Large Language Models
Retrieval Augmented Generation
The end-to-end RAG pipeline from chunking through retrieval, reranking, and grounded generation.
intermediate · 9 min read
RAG augments an LLM with external knowledge by retrieving relevant text at query time and injecting it into the prompt. The basic loop is simple; the production version has more knobs than you might expect.
The pipeline
- Ingestion. Split documents into chunks (typically 200-800 tokens with 50-100 token overlap).

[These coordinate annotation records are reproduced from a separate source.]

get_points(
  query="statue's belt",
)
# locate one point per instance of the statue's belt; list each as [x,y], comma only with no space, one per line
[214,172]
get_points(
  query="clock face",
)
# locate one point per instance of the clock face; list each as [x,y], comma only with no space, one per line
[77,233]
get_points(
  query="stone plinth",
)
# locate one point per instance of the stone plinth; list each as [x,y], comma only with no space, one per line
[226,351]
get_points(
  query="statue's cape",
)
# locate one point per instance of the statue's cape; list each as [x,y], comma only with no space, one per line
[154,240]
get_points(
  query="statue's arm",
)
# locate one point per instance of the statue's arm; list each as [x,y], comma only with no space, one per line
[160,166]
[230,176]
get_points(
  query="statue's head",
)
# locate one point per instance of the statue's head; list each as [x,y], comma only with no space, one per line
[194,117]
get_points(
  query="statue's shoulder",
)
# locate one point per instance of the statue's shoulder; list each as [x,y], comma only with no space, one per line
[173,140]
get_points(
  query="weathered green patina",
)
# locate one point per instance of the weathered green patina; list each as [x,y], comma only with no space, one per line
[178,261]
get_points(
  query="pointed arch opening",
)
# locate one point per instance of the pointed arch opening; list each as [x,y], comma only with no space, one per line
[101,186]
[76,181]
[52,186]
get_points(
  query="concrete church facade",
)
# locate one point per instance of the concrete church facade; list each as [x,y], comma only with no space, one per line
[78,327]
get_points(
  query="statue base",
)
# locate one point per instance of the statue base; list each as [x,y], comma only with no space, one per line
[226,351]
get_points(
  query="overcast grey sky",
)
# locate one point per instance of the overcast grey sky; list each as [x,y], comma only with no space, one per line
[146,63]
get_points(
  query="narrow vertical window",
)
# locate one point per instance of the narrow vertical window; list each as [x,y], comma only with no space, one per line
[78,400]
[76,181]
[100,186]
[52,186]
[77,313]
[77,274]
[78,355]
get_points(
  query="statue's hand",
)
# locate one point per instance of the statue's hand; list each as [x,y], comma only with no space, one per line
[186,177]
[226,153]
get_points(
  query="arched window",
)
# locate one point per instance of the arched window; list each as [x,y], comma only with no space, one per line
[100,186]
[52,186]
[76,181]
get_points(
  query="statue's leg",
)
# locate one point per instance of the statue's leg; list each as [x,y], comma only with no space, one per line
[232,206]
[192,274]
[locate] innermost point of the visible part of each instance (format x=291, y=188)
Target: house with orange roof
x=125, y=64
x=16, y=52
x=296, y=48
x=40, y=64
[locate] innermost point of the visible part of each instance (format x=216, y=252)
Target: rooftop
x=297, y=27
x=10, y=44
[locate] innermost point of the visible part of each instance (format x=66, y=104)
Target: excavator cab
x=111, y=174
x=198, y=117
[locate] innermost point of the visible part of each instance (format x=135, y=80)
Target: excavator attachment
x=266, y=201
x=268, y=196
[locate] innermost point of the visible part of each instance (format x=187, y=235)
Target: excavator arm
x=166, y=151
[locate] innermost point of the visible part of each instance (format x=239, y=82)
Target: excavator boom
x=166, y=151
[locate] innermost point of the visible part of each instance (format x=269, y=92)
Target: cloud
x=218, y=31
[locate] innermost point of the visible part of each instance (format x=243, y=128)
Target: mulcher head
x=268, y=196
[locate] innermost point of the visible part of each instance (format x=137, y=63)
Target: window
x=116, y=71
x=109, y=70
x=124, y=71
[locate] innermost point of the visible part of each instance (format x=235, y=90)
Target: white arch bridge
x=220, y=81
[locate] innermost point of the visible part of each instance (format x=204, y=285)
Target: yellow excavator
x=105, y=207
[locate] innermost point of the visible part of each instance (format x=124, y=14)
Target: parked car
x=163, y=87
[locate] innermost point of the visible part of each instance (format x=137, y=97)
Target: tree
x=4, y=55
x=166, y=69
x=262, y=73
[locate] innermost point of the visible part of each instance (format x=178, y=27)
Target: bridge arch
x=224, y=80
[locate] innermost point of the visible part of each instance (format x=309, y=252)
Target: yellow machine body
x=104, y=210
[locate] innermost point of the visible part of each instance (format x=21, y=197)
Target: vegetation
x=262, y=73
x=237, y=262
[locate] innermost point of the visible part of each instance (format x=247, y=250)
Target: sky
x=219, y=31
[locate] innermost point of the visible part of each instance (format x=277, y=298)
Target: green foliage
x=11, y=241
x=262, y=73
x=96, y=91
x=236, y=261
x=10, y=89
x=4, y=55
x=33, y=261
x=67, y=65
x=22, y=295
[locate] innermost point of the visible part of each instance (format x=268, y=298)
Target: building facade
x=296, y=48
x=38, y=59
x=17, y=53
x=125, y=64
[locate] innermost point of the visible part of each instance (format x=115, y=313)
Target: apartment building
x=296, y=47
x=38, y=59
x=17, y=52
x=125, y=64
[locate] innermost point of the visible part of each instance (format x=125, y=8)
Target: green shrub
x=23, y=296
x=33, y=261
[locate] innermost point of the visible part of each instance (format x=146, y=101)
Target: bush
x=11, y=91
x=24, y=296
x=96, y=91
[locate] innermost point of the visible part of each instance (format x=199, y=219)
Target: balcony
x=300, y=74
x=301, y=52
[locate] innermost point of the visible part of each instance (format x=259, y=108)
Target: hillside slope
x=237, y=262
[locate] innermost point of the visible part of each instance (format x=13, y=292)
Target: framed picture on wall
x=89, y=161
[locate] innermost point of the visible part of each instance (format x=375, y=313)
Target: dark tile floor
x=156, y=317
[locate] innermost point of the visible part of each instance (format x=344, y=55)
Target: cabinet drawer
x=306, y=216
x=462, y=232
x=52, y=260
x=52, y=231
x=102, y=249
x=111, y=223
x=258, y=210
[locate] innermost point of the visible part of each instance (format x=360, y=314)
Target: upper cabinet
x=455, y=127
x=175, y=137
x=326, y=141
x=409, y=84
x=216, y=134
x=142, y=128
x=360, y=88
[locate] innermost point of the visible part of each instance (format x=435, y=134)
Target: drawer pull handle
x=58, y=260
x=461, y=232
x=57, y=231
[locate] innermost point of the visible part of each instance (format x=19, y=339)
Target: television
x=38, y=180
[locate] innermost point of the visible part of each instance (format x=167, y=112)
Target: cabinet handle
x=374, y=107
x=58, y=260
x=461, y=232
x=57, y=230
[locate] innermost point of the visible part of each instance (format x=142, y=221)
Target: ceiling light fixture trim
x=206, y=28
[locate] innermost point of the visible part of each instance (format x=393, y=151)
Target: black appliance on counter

- Embedding. Encode each chunk with a sentence-embedding model and store the vectors in an index.
- Retrieval. At query time, embed the user query and find the top-k nearest chunks.
- Reranking. Optionally rescore the top-k with a more expensive cross-encoder.
- Generation. Build a prompt that includes the retrieved chunks as context and ask the LLM to answer.
Chunking strategy matters
Bad chunking destroys retrieval. Common pitfalls:
- Fixed-token chunks that split sentences mid-clause.
- No overlap so important context that straddles boundaries is lost.
- Too small chunks lose context; too large chunks dilute signal.
Recursive splitting on paragraph -> sentence -> token boundaries is the safe default.
Hybrid retrieval
Pure vector search misses exact-keyword matches. Pure BM25 misses semantic matches. The Reciprocal Rank Fusion of both (RRF) typically beats either alone.
Common failure modes
- Hallucinated citations. The model invents quotes that look like they came from the retrieved chunks. Mitigate by asking the model to quote verbatim and verify post-hoc.
- Lost-in-the-middle. Models attend best to the start and end of long contexts. Re-order retrieved chunks so the most relevant are at the prompt edges.
- Stale index. If your index updates lag your knowledge base, expect contradictions.